Stepwise Think-Critique: A Unified Framework for Robust and Interpretable LLM Reasoning
Jiaqi Xu, Cuiling Lan, Xuejin Chen, Yan Lu

TL;DR
This paper introduces Stepwise Think-Critique (STC), a unified framework enabling large language models to perform integrated reasoning and self-critique at each step, improving interpretability and robustness in complex problem solving.
Contribution
The paper presents a novel end-to-end trainable model that interleaves reasoning and critique, using hybrid reinforcement learning to enhance correctness and self-evaluation in LLMs.
Findings
STC outperforms existing models on mathematical reasoning benchmarks.
It produces more interpretable and reliable reasoning traces.
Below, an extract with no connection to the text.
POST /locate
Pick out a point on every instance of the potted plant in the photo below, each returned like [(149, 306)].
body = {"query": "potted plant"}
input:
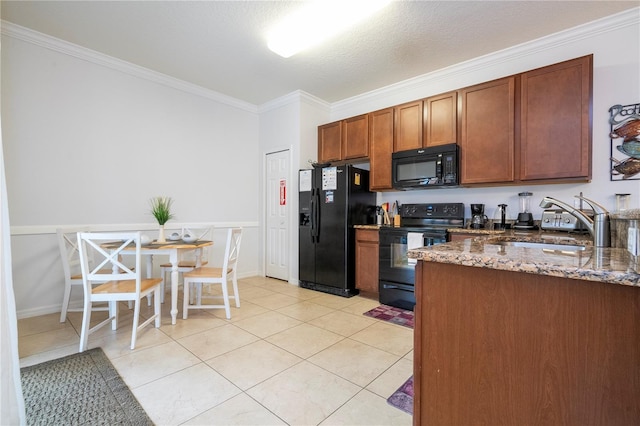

Demonstrates strong critical-thinking capabilities in LLMs.
Abstract
Human beings solve complex problems through critical thinking, where reasoning and evaluation are intertwined to converge toward correct solutions. However, most existing large language models (LLMs) treat the reasoning and verification as separate processes: they either generate reasoning without explicit self-checking or rely on external verifiers to detect errors post hoc. The former lacks immediate feedback, while the latter increases system complexity and hinders synchronized learning. Motivated by human critical thinking, we propose Stepwise Think-Critique (STC), a unified and end-to-end trainable framework that interleaves reasoning and self-critique at every intermediate step within a single model. STC is trained with a hybrid reinforcement learning objective that integrates reasoning rewards and critique-consistency rewards, thereby jointly optimizing solution correctness and…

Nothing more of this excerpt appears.